Member of Uttar Pradesh Legislative Assembly
- In office 1996–2002
- Preceded by: Maya Shankar Pathak
- Succeeded by: Ramjit Rajbhar
- Constituency: Chiraigaon
- In office 2003–2007
- Preceded by: Ramjit Rajbhar
- Succeeded by: Udai Lal Maurya
- Constituency: Chiraigaon

Personal details
- Alma mater: Udai Pratap Autonomous College, Varanasi (B.Sc) Benaras Hindu University (M.Sc)

= Virendra Singh (Varanasi) =

Indian politician

Virendra Singh (also spelled Birendra Singh) is an Indian politician and a member of the Samajwadi Party. He is the current Member of Parliament, Lok Sabha from the Chandauli constituency in Uttar Pradesh.

== Early life and education ==
He obtained his B.Sc. degree from Udai Pratap Autonomous College, Varanasi.
He completed his M.Sc. from Banaras Hindu University.

== Political career ==
Earlier, he was a member of the Uttar Pradesh Legislative Assembly, elected from the Chiraigaon constituency for two terms: 1996–2002 and 2003–2007.
Over his career, he has been affiliated with multiple political parties, including the Indian National Congress and the Bahujan Samaj Party, before joining the Samajwadi Party.
In 2024, he contested the Lok Sabha elections from Chandauli and won, becoming Member of Parliament.
He also serves as a national spokesperson for the Samajwadi Party.

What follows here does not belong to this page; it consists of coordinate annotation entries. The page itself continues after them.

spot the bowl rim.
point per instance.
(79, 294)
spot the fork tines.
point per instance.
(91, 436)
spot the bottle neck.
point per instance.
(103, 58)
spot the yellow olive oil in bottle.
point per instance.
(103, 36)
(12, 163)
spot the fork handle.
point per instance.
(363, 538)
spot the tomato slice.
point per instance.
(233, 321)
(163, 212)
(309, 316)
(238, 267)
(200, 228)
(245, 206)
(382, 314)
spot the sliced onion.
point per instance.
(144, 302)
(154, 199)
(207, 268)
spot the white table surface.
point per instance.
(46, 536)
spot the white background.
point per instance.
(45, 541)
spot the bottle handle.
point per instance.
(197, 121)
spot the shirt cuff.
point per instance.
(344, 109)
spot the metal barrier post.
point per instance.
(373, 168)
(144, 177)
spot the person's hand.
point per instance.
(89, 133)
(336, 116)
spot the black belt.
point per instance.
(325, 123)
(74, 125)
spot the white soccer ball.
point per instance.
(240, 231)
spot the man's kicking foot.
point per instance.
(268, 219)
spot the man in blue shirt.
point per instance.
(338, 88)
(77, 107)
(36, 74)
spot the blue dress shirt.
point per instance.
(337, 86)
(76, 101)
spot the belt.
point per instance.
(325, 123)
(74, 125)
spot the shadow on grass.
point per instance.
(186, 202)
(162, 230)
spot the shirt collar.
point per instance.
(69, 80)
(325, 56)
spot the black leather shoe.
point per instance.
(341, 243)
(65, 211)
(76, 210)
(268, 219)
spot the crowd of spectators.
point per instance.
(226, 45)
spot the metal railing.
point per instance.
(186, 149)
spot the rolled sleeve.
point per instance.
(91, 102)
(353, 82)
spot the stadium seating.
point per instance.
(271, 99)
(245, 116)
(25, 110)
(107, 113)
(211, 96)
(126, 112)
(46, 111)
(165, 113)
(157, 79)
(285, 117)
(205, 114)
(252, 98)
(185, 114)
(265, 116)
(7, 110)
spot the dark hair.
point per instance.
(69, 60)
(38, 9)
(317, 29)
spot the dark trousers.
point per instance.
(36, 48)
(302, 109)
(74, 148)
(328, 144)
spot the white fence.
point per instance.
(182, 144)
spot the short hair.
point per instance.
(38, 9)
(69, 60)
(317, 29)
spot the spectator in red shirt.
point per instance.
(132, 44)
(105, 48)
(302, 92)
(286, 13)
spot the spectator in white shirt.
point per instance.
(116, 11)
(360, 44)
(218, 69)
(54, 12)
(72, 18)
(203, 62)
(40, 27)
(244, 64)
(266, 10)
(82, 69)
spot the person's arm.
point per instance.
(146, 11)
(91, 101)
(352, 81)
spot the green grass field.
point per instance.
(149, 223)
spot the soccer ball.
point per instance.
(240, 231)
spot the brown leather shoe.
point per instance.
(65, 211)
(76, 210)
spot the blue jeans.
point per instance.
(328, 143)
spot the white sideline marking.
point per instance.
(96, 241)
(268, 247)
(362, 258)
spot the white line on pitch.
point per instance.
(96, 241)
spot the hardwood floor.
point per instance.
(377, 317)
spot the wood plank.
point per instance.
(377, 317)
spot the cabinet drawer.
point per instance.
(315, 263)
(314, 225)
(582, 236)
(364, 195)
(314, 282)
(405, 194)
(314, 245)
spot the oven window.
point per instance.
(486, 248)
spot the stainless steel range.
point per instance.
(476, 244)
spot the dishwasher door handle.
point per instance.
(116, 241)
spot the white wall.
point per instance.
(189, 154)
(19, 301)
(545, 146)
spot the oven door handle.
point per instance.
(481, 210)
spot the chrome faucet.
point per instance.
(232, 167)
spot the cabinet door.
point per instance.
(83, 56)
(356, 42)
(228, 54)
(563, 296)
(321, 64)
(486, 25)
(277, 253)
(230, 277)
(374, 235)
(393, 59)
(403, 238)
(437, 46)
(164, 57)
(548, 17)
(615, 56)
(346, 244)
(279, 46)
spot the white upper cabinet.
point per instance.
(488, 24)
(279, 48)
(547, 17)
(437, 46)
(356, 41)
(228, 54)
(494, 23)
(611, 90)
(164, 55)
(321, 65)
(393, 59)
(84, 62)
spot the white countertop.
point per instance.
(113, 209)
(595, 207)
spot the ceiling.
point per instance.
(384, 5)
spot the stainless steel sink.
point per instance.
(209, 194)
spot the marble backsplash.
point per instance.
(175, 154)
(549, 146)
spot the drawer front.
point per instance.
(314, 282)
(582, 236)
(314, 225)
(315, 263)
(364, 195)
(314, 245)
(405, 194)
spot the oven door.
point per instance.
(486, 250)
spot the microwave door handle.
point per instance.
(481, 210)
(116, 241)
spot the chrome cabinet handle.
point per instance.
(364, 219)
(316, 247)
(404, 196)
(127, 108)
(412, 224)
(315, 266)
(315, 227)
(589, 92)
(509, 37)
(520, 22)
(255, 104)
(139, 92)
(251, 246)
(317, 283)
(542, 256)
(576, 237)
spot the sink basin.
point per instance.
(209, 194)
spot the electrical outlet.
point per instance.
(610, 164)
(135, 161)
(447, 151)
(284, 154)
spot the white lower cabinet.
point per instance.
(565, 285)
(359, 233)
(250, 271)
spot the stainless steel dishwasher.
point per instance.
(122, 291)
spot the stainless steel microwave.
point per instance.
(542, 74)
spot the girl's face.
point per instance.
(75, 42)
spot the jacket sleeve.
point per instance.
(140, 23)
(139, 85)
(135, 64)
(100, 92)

== Parliamentary performance ==
In the 18th Lok Sabha, he has been actively participating in debates and raising issues pertaining to his constituency and national matters.
His attendance record is noted to be high.

== Residence and contact ==
He resides in Tagore Town, Orderly Bazar, Varanasi district.
His email and contact details are publicly listed in the Lok Sabha member’s directory.